FCA proposed changes on investment advice

In the UK, the Financial Conduct Authority (FCA) proposed new changes to democratise investment in financial products. The goal of these rules is to make access to financial advice more affordable to most people as inflation soared.

In a statement, the agency said that its plans will enable individuals with straightforward needs to get advice from less-qualified experts. These individuals can often be cheaper than traditional investment advisors.

Another change is that the FCA wants the duration of fee payments to be spread over a long period. As a result, customers don’t need to pay the current 3% of funds per investment advice upfront. In a statement, the director of markets at FCA said:

“Now, more than ever, people across the UK should have access to useful and affordable financial products and services which can improve their quality of life and support the economy.”

HKSFC’s risk management for futures brokers

Hong Kong’s Securities and Futures Commission (SCF) focused on the growing industry of futures markets. In a statement, the regulator unveiled new proposals for risk management guidelines for licensed futures brokers.

The rules require that futures brokers add qualitative requirements for controlling and mitigating risks in futures dealing activities. They will need to set risk limits and conduct due diligence reviews of executing and clearing agents. The rules also proposed guidelines on margin calls in the futures market.

FCA warns on rogue promotions

In the UK, the FCA warned the public about fake financial promotions in the country. The agency said that it had intervened over 4,100 times to withdraw unscrupulous financial promotions. Most of them related with forex and contracts for difference (CFD) trading.

It warned the public to ensure that they did their due diligence before signing up to financial services company. In a statement, the agency’s Director of Enforcement and Market Oversight said:

“We’re doing even more to tackle false claims in adverts, issue prompt warnings to consumers, and we continue to engage with the largest tech and social media platforms as they also play an important part in protecting consumers from online harm.”

SEC crypto regulations

Following the collapse of FTX and Alameda Research, the SEC issued a statement warning about the risks in the industry. The agency, together with the Justice Department are investigating the company. Their concern is on whether FTX illegally took customer deposits and moved them to Alameda Research.

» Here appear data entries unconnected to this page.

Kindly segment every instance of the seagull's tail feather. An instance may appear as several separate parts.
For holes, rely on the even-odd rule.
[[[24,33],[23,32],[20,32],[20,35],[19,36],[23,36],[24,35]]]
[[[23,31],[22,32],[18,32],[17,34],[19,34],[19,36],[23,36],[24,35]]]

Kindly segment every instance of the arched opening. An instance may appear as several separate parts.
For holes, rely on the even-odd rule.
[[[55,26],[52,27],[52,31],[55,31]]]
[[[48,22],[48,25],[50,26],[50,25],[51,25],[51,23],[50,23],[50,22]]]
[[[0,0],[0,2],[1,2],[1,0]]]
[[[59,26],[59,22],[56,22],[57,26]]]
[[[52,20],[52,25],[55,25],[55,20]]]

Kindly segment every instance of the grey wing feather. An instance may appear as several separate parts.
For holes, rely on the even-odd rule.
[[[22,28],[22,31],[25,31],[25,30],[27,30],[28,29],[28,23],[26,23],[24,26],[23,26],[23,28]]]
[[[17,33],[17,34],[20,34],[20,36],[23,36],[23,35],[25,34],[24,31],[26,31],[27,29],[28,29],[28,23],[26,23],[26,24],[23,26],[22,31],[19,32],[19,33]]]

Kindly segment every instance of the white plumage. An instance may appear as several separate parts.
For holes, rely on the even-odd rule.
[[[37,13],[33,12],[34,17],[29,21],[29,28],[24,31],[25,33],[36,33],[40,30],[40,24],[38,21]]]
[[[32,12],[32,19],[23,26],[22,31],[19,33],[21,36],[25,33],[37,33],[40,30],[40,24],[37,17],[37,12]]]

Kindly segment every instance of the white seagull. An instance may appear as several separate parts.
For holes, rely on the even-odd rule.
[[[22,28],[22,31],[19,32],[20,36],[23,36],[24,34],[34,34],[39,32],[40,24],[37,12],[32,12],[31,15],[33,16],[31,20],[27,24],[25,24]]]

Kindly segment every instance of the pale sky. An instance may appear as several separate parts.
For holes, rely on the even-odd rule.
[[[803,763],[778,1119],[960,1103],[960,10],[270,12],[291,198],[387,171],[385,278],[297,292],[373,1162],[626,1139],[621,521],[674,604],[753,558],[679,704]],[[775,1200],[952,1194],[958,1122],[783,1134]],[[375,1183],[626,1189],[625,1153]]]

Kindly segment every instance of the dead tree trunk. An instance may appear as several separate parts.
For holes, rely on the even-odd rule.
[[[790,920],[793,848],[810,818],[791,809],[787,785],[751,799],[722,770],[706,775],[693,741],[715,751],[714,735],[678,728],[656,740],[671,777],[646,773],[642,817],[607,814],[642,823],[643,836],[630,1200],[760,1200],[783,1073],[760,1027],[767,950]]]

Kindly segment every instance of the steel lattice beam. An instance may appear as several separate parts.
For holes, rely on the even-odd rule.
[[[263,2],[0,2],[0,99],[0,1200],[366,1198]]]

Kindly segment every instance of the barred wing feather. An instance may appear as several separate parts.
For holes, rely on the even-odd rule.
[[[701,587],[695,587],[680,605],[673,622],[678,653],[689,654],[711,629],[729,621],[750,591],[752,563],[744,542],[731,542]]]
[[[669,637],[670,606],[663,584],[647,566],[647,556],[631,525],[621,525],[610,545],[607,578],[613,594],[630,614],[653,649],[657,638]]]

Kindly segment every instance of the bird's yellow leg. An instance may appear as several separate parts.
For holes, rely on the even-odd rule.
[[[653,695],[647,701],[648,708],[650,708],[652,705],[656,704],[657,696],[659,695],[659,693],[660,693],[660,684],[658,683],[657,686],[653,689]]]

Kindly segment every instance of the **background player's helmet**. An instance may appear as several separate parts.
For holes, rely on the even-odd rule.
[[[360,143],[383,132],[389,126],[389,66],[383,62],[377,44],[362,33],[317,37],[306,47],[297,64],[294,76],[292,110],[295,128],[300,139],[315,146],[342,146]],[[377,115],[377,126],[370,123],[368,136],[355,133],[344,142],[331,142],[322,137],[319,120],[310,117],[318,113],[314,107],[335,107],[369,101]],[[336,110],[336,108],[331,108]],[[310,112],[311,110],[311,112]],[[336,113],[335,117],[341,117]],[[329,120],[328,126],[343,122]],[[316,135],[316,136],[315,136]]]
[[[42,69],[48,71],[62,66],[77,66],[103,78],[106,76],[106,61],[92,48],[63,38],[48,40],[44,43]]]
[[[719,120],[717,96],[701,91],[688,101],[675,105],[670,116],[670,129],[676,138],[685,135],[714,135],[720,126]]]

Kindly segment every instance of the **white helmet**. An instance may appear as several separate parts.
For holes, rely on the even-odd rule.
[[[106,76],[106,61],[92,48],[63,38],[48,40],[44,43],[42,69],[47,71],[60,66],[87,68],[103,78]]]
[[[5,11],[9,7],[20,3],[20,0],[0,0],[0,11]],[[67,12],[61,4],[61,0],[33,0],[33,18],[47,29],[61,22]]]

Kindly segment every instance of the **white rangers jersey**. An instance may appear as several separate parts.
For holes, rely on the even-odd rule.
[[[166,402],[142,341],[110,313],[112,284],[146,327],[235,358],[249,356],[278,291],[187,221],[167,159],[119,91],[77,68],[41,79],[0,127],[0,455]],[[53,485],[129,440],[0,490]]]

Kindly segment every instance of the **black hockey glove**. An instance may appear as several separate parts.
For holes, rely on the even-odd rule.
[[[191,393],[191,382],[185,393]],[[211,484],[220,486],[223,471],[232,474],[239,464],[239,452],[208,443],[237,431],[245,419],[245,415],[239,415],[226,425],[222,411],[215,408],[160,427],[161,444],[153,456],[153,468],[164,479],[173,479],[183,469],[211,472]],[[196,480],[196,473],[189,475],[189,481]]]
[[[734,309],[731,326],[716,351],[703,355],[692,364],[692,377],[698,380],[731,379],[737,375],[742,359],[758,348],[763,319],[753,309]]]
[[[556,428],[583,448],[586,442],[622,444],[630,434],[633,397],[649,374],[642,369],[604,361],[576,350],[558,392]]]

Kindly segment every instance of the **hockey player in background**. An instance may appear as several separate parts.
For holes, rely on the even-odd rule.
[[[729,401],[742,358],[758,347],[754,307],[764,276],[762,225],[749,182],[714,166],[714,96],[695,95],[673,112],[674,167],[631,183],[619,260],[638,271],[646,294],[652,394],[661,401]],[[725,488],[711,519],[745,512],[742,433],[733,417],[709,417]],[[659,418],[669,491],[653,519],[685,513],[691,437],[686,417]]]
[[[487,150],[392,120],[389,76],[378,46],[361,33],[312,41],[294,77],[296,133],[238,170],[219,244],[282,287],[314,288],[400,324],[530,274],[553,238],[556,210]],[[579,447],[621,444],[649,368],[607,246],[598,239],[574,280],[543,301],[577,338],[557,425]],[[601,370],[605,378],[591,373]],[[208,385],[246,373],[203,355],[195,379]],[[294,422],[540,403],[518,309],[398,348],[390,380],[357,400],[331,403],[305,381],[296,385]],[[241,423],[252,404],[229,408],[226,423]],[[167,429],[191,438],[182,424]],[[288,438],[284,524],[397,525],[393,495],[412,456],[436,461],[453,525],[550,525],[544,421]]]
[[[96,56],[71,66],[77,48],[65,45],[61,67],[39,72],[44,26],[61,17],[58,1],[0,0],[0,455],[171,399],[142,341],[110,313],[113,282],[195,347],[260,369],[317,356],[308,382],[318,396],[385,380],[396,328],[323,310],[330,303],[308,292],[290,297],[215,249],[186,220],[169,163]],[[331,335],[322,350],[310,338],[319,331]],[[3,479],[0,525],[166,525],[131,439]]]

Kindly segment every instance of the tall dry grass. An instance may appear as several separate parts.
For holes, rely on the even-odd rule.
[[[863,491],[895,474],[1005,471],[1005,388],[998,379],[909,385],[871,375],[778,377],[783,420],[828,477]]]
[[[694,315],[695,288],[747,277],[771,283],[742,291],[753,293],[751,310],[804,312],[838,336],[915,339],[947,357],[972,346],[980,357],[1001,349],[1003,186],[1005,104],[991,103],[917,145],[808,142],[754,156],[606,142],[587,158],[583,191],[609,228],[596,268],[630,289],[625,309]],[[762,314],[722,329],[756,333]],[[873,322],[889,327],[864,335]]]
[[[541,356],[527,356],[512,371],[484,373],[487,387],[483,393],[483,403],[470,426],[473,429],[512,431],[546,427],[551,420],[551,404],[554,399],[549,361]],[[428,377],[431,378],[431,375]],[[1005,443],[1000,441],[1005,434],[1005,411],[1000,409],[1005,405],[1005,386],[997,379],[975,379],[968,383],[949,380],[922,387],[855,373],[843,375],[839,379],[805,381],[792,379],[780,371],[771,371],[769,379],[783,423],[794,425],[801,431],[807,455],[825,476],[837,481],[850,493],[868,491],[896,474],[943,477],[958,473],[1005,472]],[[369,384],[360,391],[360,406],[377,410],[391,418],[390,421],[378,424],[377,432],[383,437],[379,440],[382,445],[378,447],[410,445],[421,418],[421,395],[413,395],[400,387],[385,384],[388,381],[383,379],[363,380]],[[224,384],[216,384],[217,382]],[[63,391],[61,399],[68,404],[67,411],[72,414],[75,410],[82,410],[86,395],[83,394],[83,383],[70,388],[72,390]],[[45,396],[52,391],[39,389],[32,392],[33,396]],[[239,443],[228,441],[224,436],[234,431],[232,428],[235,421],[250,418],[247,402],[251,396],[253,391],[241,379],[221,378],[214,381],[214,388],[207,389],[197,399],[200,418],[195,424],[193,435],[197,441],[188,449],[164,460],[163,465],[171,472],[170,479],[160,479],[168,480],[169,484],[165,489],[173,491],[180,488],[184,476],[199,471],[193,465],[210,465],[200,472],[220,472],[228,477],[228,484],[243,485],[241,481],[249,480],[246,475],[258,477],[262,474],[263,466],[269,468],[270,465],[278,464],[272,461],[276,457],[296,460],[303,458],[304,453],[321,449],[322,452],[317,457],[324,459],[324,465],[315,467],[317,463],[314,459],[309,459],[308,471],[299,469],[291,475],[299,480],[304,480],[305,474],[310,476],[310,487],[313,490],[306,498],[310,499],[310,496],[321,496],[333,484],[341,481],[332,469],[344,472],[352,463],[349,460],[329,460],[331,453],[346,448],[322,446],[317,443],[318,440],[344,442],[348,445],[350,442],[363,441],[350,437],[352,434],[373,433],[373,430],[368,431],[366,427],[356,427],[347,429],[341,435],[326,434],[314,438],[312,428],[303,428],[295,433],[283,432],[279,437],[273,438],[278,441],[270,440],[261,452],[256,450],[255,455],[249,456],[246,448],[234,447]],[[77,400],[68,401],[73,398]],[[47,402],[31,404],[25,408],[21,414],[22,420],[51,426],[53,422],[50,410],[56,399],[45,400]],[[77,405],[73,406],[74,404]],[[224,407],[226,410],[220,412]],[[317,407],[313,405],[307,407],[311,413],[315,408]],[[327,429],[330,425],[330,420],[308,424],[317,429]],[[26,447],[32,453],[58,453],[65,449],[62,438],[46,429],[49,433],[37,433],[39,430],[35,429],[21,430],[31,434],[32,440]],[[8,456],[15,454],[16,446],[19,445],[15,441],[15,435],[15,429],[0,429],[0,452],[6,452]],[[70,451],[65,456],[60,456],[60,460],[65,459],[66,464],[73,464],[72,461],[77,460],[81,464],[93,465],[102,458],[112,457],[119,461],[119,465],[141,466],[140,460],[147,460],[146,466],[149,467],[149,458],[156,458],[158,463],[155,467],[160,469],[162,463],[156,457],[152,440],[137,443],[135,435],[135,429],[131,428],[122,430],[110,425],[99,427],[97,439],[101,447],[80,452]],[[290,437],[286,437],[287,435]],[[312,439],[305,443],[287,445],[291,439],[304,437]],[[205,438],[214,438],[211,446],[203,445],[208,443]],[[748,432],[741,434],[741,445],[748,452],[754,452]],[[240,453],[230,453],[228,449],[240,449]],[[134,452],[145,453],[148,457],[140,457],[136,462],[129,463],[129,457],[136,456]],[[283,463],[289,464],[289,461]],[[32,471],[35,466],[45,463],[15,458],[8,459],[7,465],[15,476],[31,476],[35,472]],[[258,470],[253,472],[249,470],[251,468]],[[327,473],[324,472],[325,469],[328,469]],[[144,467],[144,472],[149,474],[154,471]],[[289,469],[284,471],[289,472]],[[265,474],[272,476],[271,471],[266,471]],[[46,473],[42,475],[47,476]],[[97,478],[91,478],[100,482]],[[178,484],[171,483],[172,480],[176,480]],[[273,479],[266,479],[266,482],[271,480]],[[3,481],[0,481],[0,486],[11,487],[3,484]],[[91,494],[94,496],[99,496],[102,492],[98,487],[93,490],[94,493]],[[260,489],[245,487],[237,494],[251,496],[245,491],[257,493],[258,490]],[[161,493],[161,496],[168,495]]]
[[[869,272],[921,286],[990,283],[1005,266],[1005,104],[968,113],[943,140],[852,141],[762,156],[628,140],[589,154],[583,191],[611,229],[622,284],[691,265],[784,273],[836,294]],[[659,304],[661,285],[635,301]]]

The SEC has made crypto enforcement a major priority. For example, it has increased the enforcement team to 50 members. It has also suggested exchanges like Coinbase and Kraken should obtain licenses since most coins and tokens are securities in its view. A SEC license comes with strict rules.

Meanwhile, the Commodities and Futures Commission (CFTC) argued that regulating cryptocurrencies should not be a one-agency solution. In a statement, Summer Mersinger, a commission of the agency said that they should collaborate with the SEC to ensure the safety of the industry. In a recent statement, a former CFTC commissioner suggested that the two agencies should set up a self-regulatory organization to oversee the industry.

Ireland bankers pay regulations

In Ireland, the government announced measures to loosen caps on bankers pay and bonuses. Like other governments, the Irish government unveiled strict banking rules after the 2008/9 financial crisis. Under these proposals, banks will be allowed to pay bonuses of up to 20,000 euros and other benefits like health insurance. These proposals are meant to make Ireland a great place for bankers.

Treasury Department warns on mixers

In the United States, the Treasury Department warned on money laundering risks paused by crypto mixers. Mixers are financial products that create anonymity in cryptocurrencies by making it harder for law enforcement agencies to have visibility of transfers. In a statement, Treasury’s assistant secretary for terrorism financing said:

“While these services often operate as money transmitters and thus have regulatory reporting obligations, they may deliberately operate in a non-compliant manner to make it more difficult for regulators and law enforcement to trace illicit funds.”

The statement came a few months after the department sanctioned Tornado Cash, a company in the mixer industry.